World premiere recording:
Dannemark, Dannemark !
Recital for flute and piano
András Adorján & Tove Lønskov
Premiers Horizons, REF. 070.150
Association Jean-Pierre Rampal
Flute and Piano
About the composer +
Perhaps the most peripatetic flutist in the age of travelling virtuosi, the Dutch virtuoso Louis Droëet played at the age of seven at the Paris Conservatoire, where he studied composition under Etienne Nicolas Mëhul and Antoine Reicha. In c1807, aged about fifteen, he was appointed flute soloist to Louis Bonaparte, King of The Netherlands, and presented with a crystal flute by Laurent (NL-Amsterdam: Rijksmuseum). The French Emperor Napoleon, the king's brother, invited him to Paris in 1811 and gave him a similar appointment and gift. While in Paris he rivalled Tulou as France's most popular flutist for two seasons.

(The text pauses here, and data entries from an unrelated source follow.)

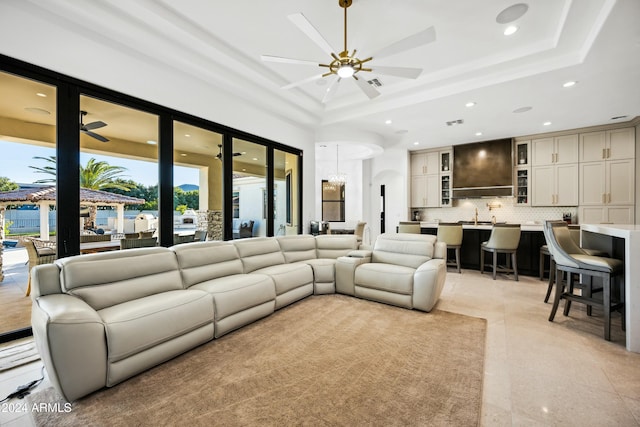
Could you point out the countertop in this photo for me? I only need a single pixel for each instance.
(523, 227)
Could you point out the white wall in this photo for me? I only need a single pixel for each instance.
(390, 169)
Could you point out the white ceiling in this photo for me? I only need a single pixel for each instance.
(595, 42)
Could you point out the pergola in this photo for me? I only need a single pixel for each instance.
(44, 197)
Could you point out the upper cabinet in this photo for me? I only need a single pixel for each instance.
(425, 163)
(607, 145)
(555, 151)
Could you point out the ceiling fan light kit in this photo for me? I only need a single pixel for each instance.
(87, 129)
(345, 65)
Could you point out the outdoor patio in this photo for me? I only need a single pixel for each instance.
(15, 307)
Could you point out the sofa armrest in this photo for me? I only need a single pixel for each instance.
(428, 281)
(70, 337)
(45, 280)
(346, 271)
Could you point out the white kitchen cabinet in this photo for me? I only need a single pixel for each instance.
(425, 163)
(555, 150)
(425, 191)
(554, 185)
(606, 214)
(613, 144)
(607, 183)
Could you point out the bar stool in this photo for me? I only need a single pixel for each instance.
(571, 259)
(451, 234)
(504, 239)
(574, 233)
(409, 227)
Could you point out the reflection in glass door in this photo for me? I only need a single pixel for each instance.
(285, 193)
(250, 190)
(197, 178)
(27, 193)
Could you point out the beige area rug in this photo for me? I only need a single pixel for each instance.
(327, 360)
(18, 354)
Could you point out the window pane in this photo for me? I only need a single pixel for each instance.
(28, 129)
(197, 178)
(118, 171)
(285, 198)
(250, 183)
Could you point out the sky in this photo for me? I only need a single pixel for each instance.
(15, 160)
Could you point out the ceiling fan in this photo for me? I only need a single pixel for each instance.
(345, 64)
(86, 129)
(219, 155)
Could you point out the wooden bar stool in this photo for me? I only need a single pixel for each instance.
(451, 234)
(570, 258)
(504, 239)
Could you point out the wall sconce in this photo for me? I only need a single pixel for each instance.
(493, 205)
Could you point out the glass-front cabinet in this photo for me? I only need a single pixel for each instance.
(445, 190)
(523, 172)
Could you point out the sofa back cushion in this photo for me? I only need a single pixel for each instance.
(409, 250)
(110, 278)
(259, 252)
(335, 245)
(202, 261)
(297, 248)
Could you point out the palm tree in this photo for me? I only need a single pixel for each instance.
(94, 176)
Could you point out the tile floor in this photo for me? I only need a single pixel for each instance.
(537, 373)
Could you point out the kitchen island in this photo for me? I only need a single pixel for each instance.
(473, 235)
(622, 242)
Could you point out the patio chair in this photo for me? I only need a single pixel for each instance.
(39, 252)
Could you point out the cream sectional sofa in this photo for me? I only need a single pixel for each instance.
(99, 319)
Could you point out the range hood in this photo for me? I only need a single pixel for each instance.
(483, 169)
(480, 192)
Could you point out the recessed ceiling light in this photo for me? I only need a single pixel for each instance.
(512, 13)
(40, 111)
(522, 110)
(511, 29)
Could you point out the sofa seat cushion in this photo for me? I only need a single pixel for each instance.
(385, 277)
(238, 292)
(288, 276)
(140, 324)
(324, 269)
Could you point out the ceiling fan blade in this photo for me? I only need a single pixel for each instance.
(301, 82)
(418, 39)
(406, 72)
(306, 27)
(94, 125)
(269, 58)
(368, 90)
(331, 90)
(96, 136)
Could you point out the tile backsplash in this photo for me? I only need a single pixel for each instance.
(504, 209)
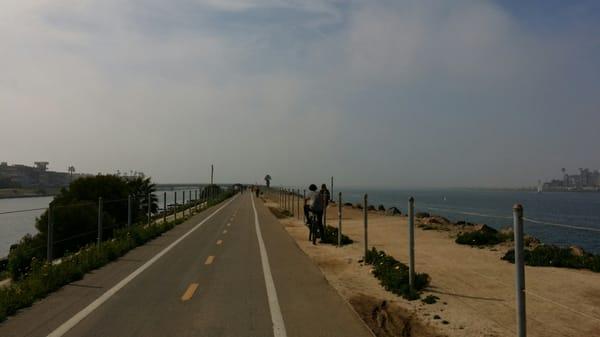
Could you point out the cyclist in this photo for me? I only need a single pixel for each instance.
(314, 203)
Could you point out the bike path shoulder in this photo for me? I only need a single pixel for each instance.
(310, 306)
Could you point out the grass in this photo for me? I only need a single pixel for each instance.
(331, 237)
(554, 256)
(43, 278)
(394, 275)
(430, 299)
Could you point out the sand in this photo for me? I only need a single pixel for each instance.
(475, 287)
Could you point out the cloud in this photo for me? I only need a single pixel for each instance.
(420, 93)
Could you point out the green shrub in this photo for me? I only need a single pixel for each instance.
(482, 238)
(39, 278)
(394, 275)
(331, 237)
(430, 299)
(554, 256)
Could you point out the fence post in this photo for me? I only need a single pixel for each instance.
(298, 202)
(149, 202)
(129, 210)
(49, 253)
(99, 221)
(366, 224)
(339, 219)
(324, 212)
(331, 191)
(303, 201)
(520, 269)
(411, 242)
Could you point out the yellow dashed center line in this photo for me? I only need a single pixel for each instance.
(189, 292)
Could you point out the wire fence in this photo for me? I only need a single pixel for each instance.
(52, 228)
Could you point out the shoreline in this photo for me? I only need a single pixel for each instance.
(474, 286)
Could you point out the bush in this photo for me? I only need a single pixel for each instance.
(41, 278)
(482, 237)
(394, 276)
(554, 256)
(331, 237)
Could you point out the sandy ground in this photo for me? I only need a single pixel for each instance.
(475, 287)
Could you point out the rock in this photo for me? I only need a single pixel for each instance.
(485, 229)
(464, 223)
(393, 211)
(421, 215)
(438, 220)
(577, 251)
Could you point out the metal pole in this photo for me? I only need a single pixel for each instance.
(520, 269)
(129, 210)
(331, 192)
(324, 212)
(304, 201)
(99, 221)
(49, 254)
(411, 242)
(366, 224)
(340, 219)
(149, 202)
(298, 200)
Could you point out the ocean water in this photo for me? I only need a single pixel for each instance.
(13, 226)
(555, 218)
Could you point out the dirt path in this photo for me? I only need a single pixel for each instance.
(475, 287)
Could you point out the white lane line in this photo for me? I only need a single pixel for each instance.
(276, 316)
(78, 317)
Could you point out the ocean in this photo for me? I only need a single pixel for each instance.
(561, 218)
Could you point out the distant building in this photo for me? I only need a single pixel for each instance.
(586, 180)
(38, 176)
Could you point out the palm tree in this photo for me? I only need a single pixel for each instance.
(141, 188)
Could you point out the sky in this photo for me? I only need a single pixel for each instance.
(397, 94)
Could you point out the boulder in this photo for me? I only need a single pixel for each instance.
(393, 211)
(421, 215)
(577, 251)
(485, 229)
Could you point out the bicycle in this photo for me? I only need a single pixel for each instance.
(314, 230)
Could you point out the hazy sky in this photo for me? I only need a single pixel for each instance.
(377, 93)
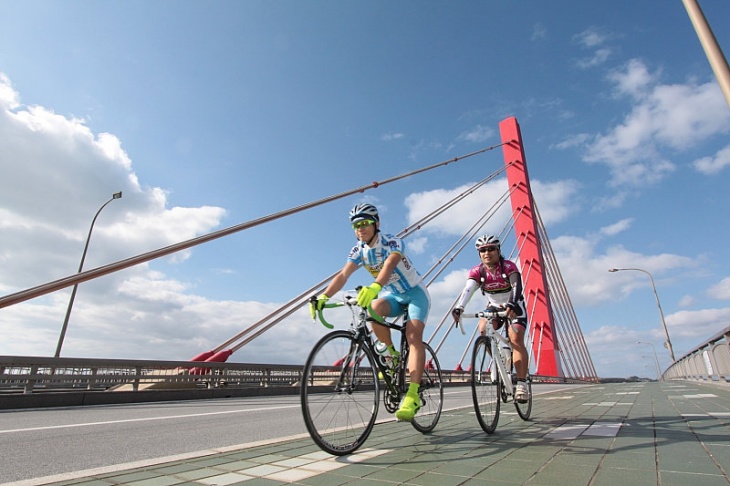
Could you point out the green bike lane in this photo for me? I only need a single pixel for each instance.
(666, 433)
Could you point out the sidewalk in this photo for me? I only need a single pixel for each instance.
(668, 433)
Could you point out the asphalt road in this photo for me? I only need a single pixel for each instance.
(42, 442)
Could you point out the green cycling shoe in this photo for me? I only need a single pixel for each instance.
(411, 404)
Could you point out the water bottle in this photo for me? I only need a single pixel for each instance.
(381, 348)
(507, 353)
(384, 354)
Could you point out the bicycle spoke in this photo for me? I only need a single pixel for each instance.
(431, 393)
(524, 409)
(485, 389)
(339, 395)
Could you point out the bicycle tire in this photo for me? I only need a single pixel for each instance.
(524, 409)
(339, 393)
(485, 391)
(431, 393)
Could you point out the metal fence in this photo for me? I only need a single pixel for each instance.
(34, 375)
(710, 361)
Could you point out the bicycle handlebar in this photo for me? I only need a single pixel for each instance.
(349, 301)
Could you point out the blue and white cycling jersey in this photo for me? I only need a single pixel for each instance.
(403, 278)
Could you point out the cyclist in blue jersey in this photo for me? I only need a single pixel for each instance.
(384, 256)
(500, 281)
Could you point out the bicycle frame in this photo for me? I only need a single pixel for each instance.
(499, 344)
(339, 413)
(362, 335)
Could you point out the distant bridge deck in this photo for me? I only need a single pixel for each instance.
(658, 433)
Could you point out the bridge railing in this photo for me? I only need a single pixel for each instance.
(31, 375)
(710, 361)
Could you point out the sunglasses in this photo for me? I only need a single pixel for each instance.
(362, 224)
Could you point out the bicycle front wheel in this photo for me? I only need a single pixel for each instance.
(339, 393)
(524, 409)
(485, 385)
(431, 392)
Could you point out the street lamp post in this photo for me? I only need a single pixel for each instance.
(659, 305)
(116, 195)
(656, 358)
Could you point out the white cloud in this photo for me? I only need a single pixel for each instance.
(590, 38)
(618, 227)
(664, 119)
(720, 290)
(477, 134)
(713, 165)
(56, 174)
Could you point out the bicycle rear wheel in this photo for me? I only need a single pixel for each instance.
(432, 394)
(524, 409)
(484, 390)
(339, 393)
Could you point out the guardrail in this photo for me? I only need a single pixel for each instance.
(27, 381)
(710, 361)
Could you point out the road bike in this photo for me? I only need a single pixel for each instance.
(341, 381)
(493, 380)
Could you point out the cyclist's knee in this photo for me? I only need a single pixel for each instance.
(381, 307)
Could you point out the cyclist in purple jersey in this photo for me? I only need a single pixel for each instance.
(384, 257)
(500, 281)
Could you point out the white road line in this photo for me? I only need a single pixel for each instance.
(147, 419)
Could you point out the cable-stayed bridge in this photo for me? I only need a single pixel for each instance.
(555, 341)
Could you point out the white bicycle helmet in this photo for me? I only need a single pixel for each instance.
(361, 212)
(485, 240)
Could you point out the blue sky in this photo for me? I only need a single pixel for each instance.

Droëet subsequently visited England as a traveling virtuoso, and was noted for the brilliance of his playing though not for its touching qualities. In the following years he made a brief venture into the flute manufacturing business with Cornelius Ward (c1796-1872), a former foreman at Tebaldo Monzani's workshop, bulding flutes in the 'Nicholson' style for the booming English market. He toured Europe with great success, living in Naples for three years, and visiting Paris and London at Mendelssohn's invitation in 1828-29. He made other successful tours to Paris and London (1832), London again, for command performances before Queen Victoria and Prince Albert (1841), New York (1854), and Frankfurt (1860).
Droëet first tried a Boehm flute while visiting New York in 1854, when he praised the instrument and wrote a set of studies for it, dedicated to New York's foremost exponent of the new flute, Philip Ernst.